In this plot, coefficients that are farther away from 1 have a bigger
unit effect on the price, coefficients greater than 1 have a positive
effect, and coefficients smaller than 1 have a negative effect.
The ranges of the coefficient posterior distributions give us an idea about their uncertainty.
The BLR model also gives us a posterior probability distribution for
the predicted values of the outcome variable. We can plot this against
the distribution of the original selling price in our dataset, to check
if the predictions fit well with the original data.
Overall, the posterior probability distributions are reasonably close to
the distribution of the original outcome variable, though there are
considerable deviations in certain ranges.
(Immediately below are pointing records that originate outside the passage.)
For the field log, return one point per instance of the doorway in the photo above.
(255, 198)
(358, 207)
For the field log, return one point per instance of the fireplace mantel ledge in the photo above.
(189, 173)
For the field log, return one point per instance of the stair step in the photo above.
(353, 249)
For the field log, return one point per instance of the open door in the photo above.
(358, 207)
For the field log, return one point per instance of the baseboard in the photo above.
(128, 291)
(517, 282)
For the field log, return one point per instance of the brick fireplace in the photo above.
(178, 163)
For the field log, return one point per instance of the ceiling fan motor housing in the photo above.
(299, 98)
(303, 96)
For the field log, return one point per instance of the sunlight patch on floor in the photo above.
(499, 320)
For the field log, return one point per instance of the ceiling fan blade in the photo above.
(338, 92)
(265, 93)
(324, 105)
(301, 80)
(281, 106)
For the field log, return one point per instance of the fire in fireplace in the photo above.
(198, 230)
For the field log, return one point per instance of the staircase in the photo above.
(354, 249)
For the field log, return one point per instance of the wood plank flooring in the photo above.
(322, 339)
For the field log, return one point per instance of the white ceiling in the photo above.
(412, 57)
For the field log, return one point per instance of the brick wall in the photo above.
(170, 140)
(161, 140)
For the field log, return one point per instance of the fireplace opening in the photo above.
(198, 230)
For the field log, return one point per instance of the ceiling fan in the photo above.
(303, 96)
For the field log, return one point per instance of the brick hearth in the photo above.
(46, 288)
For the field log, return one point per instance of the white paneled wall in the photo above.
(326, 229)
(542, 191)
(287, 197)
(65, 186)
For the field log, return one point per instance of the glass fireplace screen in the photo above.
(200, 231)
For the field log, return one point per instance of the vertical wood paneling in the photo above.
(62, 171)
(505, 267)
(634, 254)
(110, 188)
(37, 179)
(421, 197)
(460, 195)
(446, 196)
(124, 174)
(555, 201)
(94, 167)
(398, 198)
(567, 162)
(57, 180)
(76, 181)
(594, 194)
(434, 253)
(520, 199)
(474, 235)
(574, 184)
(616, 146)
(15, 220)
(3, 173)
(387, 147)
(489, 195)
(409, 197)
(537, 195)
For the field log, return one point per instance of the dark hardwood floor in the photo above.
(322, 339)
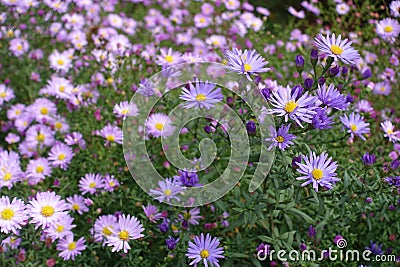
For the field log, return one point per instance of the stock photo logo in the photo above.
(200, 121)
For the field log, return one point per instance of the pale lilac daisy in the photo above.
(103, 227)
(127, 228)
(337, 48)
(318, 170)
(201, 95)
(288, 103)
(355, 125)
(46, 209)
(13, 215)
(159, 124)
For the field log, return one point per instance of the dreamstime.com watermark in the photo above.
(332, 254)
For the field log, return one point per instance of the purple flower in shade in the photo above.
(281, 138)
(171, 242)
(77, 204)
(60, 155)
(388, 128)
(375, 248)
(288, 104)
(331, 97)
(363, 106)
(127, 228)
(251, 127)
(46, 209)
(13, 215)
(186, 178)
(103, 227)
(167, 191)
(192, 216)
(369, 159)
(70, 248)
(311, 232)
(152, 213)
(202, 95)
(91, 183)
(318, 170)
(159, 124)
(206, 250)
(337, 48)
(164, 226)
(321, 120)
(355, 125)
(246, 62)
(388, 29)
(111, 133)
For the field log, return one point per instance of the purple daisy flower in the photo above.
(337, 48)
(202, 95)
(206, 250)
(281, 139)
(286, 104)
(246, 62)
(318, 170)
(331, 97)
(388, 128)
(355, 125)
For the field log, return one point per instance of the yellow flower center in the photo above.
(280, 139)
(60, 228)
(337, 50)
(44, 111)
(159, 126)
(72, 246)
(247, 67)
(388, 28)
(169, 58)
(7, 214)
(47, 211)
(201, 97)
(107, 231)
(317, 174)
(39, 169)
(7, 176)
(40, 137)
(290, 106)
(204, 253)
(123, 235)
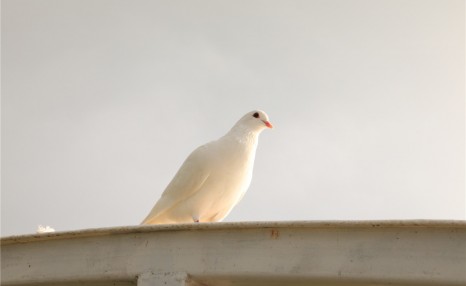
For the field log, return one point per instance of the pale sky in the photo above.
(103, 100)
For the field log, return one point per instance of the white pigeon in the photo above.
(214, 177)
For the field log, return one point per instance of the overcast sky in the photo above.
(103, 100)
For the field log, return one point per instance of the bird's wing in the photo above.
(187, 181)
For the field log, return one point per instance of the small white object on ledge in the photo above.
(44, 229)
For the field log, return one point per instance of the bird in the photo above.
(213, 178)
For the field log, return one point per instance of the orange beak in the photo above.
(268, 124)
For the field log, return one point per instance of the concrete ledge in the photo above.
(257, 253)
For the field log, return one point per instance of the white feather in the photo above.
(213, 178)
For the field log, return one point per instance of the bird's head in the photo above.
(256, 120)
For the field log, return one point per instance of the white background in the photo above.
(103, 100)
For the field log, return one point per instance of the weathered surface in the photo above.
(291, 253)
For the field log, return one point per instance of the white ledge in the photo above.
(409, 252)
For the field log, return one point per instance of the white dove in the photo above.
(214, 177)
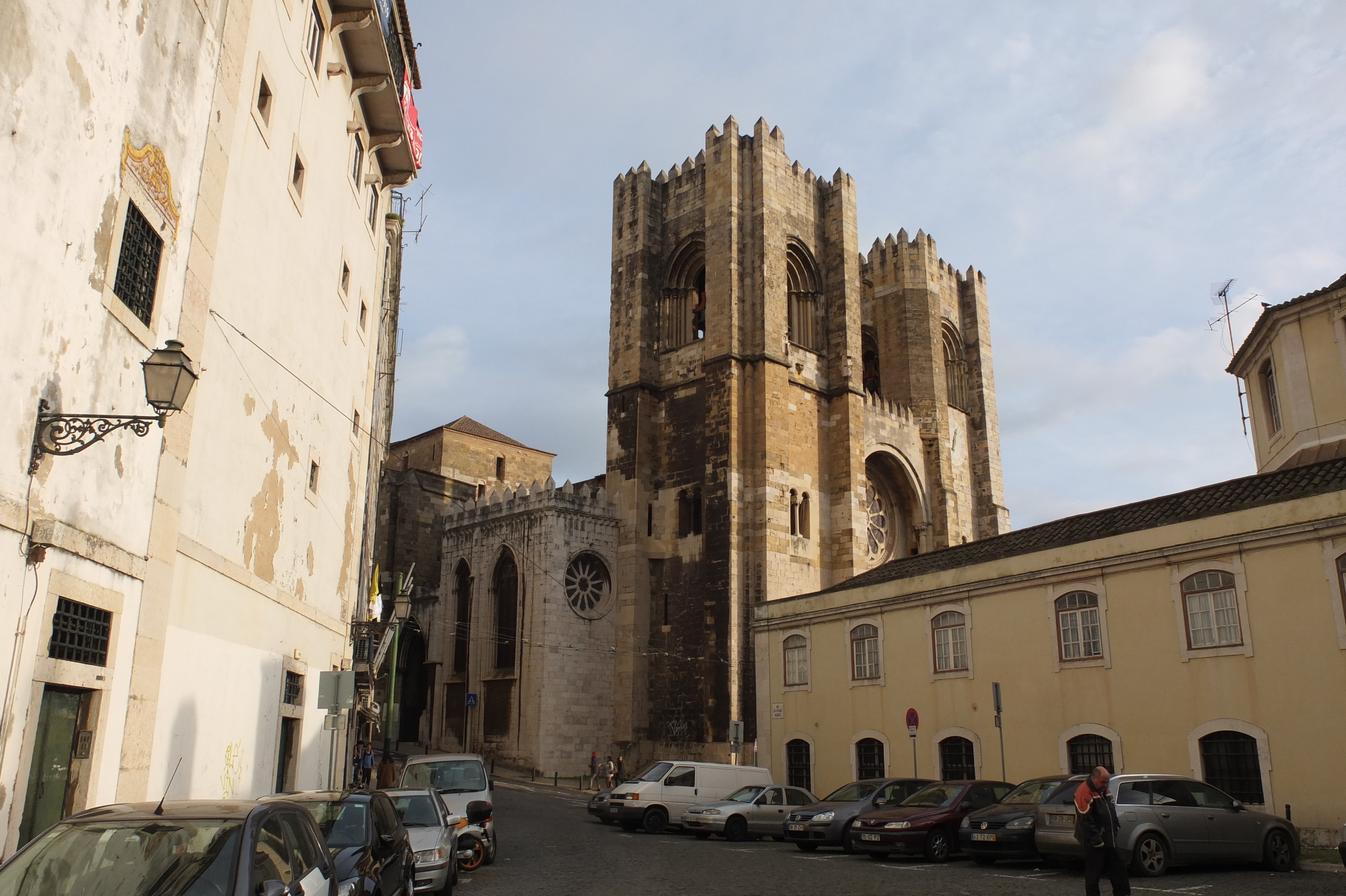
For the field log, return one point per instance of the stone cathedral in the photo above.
(785, 412)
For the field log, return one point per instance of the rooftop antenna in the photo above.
(160, 809)
(1220, 297)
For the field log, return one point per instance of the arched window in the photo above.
(1230, 762)
(869, 759)
(865, 652)
(464, 618)
(796, 661)
(951, 641)
(806, 290)
(1090, 751)
(1212, 610)
(799, 762)
(1077, 626)
(955, 368)
(683, 305)
(505, 585)
(1267, 375)
(958, 759)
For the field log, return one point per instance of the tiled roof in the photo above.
(1208, 501)
(1271, 310)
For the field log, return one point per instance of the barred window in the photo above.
(80, 633)
(294, 689)
(138, 267)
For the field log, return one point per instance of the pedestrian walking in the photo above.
(1098, 829)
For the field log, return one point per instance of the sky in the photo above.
(1102, 163)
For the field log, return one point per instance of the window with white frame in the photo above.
(951, 641)
(1077, 626)
(796, 661)
(865, 652)
(1212, 610)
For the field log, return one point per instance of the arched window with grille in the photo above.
(804, 289)
(796, 661)
(865, 652)
(958, 759)
(505, 585)
(950, 632)
(869, 759)
(1230, 762)
(799, 759)
(1090, 751)
(1211, 609)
We can see from these plots
that the log transformation brought the distribution of selling price
reasonably close to a normal distribution.
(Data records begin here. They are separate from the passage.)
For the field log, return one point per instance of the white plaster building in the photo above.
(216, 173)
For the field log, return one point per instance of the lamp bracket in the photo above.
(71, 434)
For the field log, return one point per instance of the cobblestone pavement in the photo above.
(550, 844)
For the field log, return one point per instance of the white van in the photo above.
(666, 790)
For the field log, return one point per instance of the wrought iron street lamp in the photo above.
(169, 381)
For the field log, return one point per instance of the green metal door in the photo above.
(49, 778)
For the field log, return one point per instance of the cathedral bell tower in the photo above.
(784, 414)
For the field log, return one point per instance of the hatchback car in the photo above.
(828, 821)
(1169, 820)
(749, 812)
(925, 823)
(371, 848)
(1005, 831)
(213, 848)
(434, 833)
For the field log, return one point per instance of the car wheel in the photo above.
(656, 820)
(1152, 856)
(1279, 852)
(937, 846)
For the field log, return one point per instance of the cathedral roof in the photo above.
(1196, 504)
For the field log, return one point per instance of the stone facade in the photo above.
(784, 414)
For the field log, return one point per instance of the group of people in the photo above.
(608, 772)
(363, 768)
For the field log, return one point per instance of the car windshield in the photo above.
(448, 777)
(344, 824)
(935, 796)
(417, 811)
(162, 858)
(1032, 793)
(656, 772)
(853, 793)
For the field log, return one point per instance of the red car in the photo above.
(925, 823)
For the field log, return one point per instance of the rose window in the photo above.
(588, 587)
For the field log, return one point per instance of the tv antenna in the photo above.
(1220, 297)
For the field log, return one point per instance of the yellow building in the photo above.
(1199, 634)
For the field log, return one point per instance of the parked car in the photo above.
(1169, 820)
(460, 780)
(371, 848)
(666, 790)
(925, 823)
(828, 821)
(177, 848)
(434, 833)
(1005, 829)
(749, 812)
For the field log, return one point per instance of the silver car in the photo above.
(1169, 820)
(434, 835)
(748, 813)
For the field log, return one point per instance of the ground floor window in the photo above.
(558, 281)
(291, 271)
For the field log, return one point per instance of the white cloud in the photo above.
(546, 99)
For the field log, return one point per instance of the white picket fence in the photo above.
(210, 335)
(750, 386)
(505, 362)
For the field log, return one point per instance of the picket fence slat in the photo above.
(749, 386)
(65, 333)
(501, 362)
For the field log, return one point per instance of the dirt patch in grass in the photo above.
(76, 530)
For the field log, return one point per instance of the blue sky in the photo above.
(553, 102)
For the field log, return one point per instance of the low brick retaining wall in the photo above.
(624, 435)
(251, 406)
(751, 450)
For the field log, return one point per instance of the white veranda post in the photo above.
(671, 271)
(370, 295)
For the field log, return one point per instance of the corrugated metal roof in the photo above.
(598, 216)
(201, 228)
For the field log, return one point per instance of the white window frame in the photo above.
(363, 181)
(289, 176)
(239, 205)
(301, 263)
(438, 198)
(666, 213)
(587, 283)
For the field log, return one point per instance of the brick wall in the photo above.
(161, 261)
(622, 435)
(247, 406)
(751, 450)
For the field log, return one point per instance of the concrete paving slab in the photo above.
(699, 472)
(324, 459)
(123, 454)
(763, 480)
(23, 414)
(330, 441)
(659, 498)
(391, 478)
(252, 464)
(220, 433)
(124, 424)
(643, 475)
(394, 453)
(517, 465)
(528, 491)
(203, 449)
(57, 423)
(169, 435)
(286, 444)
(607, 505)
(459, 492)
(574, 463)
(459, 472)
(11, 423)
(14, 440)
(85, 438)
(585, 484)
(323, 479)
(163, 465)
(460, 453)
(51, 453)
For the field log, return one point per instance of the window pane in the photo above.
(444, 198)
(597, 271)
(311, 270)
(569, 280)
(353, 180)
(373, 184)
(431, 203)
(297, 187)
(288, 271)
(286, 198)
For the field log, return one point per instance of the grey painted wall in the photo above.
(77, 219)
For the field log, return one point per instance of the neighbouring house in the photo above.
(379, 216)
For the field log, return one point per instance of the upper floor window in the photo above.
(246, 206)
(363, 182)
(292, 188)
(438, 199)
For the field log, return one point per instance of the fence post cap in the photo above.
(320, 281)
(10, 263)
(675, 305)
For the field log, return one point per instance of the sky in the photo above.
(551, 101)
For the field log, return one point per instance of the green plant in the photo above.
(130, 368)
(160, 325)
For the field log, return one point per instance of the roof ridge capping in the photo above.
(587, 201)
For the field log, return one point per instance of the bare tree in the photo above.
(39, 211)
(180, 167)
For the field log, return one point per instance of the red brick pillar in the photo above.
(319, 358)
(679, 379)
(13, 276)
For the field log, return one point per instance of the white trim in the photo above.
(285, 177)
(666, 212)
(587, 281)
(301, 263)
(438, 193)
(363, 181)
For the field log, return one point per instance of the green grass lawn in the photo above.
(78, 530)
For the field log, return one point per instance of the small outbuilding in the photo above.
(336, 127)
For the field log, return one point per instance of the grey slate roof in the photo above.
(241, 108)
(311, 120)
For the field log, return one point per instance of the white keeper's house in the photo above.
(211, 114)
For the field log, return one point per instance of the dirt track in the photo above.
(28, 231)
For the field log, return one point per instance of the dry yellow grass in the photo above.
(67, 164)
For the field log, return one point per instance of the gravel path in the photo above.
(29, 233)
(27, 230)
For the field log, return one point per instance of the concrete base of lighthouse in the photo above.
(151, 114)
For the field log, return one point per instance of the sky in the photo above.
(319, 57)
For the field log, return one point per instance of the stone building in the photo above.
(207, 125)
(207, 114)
We can plot the average selling prices predicted by blr1, against the
actual values of selling price, just like we did with lm1. This will
yield very similar results, as the average estimates of blr1 are very
close to the estimates of lm1.
We can see that the average fitted values of blr1 are practically the
same with the fitted values of lm1. They overlap almost perfectly in the
plot, though blr1’s predictions are slightly higher.
While the OLS model lm1 generates one prediction per one data point,
the BLR model blr1 generates 4,000 predictions per data point. We can
visualize the range of predictions made by blr1 as a histogram, and
overlay the single prediction made by lm1. Let’s do this for one
observation in our dataset:
## name year selling_price km_driven fuel
## 1048 Ford Ecosport 1.5 DV5 MT Ambiente 2013 500 60 Diesel
## seller_type transmission owner
## 1048 Individual Manual Second Owner
Let’s predict a single price for this car, using lm1, and 4,000 prices, using blr1. Let’s plot the prices predicted by blr1 as a histogram, along with the point prediction of lm1, and the original price of the car.
lm1’s point prediction for this observation is 390k, underestimating the
real price of 500k. However, blr1’s posterior prediction tells us more
about the degree of uncertainty in the predictions of price:
Our OLS linear regression model, lm1, yielded a decent fit for our data, generally satisfying the assumptions of OLS linear regression, or coming close.
Our BLR model, blr1, yielded average estimates for model parameters and average predictions close to those of lm1.
Overall, both models confirmed the predictor variables used as very significant predictors of selling price, but the overall predictions can be very inaccurate, especially for higher priced cars.